AIMIP Phase 1 Dataset Overview

Updated 4 July 2026

In climate modeling, the AIMIP Phase 1 Dataset combines ERA5-based SST and SIC forcing with AI and conventional model outputs to assess historical and perturbed scenarios.
The dataset is a family of first-phase releases across domains, delivering standardized annotations and protocols in medical imaging, flight simulation, solar imaging, and autonomous driving.
It offers diverse data modalities and evaluation metrics, enabling cross-domain research in simulation fidelity, segmentation accuracy, and multimodal perception under challenging conditions.

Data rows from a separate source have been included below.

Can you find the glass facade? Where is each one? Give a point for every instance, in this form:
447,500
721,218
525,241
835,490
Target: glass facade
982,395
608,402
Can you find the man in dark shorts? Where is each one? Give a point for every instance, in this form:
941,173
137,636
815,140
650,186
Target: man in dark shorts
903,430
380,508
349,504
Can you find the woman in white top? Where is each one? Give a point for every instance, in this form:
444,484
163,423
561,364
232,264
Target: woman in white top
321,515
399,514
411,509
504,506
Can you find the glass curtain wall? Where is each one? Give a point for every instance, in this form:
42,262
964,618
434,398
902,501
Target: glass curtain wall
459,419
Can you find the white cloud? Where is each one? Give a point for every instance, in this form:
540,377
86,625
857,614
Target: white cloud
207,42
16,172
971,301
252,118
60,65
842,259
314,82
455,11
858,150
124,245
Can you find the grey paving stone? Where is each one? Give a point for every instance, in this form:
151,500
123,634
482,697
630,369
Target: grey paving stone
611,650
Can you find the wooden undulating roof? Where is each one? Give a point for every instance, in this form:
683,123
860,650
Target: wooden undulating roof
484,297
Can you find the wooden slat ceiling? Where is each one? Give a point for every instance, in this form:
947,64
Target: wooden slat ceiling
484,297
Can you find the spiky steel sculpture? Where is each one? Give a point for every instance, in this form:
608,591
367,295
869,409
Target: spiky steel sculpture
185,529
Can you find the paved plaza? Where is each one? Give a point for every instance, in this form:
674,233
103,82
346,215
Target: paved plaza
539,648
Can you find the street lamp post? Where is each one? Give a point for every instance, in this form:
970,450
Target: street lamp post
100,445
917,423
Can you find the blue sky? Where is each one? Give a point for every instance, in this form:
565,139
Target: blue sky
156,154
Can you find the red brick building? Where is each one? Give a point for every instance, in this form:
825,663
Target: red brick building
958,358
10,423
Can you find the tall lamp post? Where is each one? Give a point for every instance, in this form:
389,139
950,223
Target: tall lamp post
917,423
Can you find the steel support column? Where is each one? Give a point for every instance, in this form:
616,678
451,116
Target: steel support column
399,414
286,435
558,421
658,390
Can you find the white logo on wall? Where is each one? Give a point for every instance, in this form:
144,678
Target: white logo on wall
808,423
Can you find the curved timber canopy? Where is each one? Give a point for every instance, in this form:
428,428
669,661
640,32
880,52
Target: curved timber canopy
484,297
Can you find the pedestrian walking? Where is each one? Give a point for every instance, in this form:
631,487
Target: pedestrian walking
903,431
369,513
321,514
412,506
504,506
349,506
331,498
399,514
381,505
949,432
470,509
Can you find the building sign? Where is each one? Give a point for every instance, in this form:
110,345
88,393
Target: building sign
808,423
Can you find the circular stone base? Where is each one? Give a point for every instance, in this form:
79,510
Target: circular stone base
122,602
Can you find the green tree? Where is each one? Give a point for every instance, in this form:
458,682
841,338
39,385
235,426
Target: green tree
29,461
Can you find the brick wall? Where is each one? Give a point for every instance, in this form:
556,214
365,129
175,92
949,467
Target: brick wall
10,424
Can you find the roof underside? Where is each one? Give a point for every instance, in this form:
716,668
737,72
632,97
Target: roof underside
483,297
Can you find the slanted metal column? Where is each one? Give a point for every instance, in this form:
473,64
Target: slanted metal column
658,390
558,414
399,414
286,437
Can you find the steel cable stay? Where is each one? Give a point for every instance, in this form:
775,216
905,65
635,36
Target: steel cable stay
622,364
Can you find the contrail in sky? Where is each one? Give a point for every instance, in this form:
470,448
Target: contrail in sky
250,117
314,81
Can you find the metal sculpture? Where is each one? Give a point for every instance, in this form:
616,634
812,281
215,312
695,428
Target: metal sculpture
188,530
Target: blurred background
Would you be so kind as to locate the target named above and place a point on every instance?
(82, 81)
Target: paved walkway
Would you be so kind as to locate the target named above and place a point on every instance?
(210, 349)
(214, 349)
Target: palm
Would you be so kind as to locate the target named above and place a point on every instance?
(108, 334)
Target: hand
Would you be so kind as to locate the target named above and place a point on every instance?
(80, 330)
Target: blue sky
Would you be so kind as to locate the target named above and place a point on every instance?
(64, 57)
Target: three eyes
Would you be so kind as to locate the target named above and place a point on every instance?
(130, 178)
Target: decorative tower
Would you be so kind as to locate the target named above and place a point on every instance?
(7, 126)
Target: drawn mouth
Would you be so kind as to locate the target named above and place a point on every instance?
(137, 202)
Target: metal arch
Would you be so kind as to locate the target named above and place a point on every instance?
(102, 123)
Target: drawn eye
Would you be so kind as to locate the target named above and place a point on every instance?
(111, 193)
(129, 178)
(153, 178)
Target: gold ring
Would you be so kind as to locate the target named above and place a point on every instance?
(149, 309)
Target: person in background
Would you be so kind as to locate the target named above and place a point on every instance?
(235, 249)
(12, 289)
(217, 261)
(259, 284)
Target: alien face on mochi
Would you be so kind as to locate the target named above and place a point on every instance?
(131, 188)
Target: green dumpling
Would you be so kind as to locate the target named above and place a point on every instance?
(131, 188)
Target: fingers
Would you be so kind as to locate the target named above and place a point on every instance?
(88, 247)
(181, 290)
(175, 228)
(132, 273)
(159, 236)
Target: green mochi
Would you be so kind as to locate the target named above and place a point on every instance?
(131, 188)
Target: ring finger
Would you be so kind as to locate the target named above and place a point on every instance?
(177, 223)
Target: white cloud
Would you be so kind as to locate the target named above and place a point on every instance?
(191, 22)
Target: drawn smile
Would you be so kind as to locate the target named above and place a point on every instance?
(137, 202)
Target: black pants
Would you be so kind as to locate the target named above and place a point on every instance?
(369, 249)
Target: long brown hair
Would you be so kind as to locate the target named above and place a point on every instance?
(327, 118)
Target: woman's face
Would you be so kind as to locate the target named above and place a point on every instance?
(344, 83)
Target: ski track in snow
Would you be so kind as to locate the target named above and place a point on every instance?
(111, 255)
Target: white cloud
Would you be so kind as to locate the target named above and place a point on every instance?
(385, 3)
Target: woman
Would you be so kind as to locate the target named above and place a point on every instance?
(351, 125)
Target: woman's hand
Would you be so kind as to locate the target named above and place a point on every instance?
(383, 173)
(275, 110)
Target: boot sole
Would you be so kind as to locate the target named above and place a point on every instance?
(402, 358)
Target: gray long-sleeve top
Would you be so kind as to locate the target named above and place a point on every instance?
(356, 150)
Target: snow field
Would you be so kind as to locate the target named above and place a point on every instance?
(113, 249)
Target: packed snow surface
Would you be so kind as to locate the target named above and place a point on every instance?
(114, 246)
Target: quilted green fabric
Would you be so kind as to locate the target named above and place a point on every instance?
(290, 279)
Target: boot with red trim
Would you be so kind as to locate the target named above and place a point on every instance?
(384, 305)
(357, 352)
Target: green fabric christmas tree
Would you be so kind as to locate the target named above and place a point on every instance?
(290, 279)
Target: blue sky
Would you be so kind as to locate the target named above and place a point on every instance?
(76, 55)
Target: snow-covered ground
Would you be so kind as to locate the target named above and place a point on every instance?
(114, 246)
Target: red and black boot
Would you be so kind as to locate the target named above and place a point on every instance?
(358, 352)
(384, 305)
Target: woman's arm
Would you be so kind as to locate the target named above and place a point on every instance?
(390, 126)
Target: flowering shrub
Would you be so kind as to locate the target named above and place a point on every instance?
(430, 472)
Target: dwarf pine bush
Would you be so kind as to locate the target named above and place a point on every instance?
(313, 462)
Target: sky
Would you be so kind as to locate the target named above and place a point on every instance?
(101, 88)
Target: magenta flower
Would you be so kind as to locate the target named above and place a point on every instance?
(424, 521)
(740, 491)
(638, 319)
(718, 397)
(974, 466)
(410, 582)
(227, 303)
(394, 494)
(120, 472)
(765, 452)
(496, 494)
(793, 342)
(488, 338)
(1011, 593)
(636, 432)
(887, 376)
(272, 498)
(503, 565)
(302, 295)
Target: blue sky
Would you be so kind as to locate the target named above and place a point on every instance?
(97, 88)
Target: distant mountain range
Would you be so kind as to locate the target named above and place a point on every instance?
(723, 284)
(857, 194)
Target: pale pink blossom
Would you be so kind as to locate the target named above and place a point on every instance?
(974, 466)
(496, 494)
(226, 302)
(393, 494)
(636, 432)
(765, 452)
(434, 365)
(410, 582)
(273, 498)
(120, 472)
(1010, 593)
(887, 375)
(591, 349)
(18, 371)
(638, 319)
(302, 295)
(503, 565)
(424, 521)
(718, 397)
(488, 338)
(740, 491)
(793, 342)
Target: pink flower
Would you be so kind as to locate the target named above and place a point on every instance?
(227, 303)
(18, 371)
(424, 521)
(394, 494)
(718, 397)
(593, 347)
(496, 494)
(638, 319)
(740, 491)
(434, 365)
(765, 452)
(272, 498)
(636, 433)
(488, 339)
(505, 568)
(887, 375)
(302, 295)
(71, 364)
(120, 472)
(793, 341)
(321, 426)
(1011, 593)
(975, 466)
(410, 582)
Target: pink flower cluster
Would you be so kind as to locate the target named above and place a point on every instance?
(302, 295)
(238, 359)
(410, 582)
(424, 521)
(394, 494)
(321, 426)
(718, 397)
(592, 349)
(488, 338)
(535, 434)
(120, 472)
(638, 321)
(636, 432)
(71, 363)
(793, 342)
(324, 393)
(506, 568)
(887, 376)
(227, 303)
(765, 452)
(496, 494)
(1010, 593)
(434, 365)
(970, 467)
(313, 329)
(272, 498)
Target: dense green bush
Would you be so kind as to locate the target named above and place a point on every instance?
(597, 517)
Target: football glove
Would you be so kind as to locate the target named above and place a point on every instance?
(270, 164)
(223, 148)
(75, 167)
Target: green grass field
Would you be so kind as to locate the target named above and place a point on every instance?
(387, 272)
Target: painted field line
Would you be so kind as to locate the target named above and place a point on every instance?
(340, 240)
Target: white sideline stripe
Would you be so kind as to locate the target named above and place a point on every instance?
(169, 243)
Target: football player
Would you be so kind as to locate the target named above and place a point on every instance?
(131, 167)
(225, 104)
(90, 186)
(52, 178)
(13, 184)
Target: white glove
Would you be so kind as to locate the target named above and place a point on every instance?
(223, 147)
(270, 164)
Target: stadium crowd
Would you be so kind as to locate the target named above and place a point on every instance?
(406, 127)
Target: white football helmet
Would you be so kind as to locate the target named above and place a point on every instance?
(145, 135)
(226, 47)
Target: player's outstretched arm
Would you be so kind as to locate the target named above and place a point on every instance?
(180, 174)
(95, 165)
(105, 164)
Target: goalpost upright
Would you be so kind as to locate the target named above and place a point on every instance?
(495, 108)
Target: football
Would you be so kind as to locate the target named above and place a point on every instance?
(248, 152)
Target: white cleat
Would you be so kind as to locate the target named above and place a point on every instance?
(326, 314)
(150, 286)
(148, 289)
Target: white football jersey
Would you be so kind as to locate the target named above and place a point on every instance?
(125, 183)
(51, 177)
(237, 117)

Searching arXiv for the cited AIMIP-related papers to ground the article in current records. “AIMIP Phase 1 Dataset” is not a universally unique designation. In the arXiv literature, the phrase refers most explicitly to Phase 1 of the AI weather and climate model intercomparison project, a standardized AMIP-style benchmark for AI weather and climate models (Henn et al., 7 May 2026). In parallel, closely related or context-dependent uses of the same label appear in medical imaging, flight-simulator training, solar image-parameter curation, and autonomous driving, where “AIMIP Phase 1” functions as an organizational or retrospective name for an initial public release rather than as the formal title of the underlying paper (Murugesan et al., 2024, Samuel et al., 2022, Ahmadzadeh et al., 2019, Matuszka et al., 2022). The term therefore requires domain-specific disambiguation before any technical discussion of data format, labels, metrics, or intended use.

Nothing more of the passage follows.